I don't want to confuse matters by elaborating greatly on what is an ICP or EOC for those unfamiliar with the acronyms. The entities tend to be invoked or activated during an emergency. However, I will point out that both these entities usually exhibit the organizational similarities I mentioned earlier. Such instantiations might therefore represent candidates for the data system for the transactional environment. I certainly believe that for instances of the organization that persist for some time, the data system might be useful even on the absence of an emergency. The virtual org simply provides some reference points to plug in the data system.
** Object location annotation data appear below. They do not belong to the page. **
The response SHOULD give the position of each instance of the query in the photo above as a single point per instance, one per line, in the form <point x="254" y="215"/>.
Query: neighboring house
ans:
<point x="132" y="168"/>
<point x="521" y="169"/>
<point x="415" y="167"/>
My objective in this blog is just to get some ideas out for others to consider. I hope readers find the general concept of making use of transactions worth considering for their own initiatives. I discussed the distinction between transactional code and events. I said that events can be used to generate quantities, which might then be accessed using statistical methods. However, events do not have to be interpreted in a traditional mathematical sense - focused on the amplitudes. For example, events can be portrayed fractally for the purpose of pattern recognition. When dealing with complex data objects, I consider the idea of reducing the complexity into neat and simple numeric streams of numbers for convenient statistical analysis borderline blasphemous. However, I hope most would agree, irrespective of the approach or methodology ultimately used on the data, it is first necessary to collect data. This seems like a simple observation on the surface, but actually the underlying mechanics of such an undertaking are probably quite elusive.
The sophistication and stability of the virtual machine has helped to preserve usefulness of the Java code. I still use code that I wrote in the 1990s on different platforms. Similarly, I believe that the virtual org will create many data-oriented opportunities. When organizations talk about data silos, this represents a nagging problem that can adversely impair the performance of assets. When these silos exist in emergency situations, the ability to overcome them might mean the difference between life and death. If there appear to be silos, one way to determine the nature of the impairment is through testing and data gathering during stress testing - for example, during a simulation or exercise. In this blog, I have suggested that, in support of data-gathering, it can be useful to implement a data system intended for the virtual org; because it becomes possible to gain insights in relation to different instances of the organization regardless of the exact application.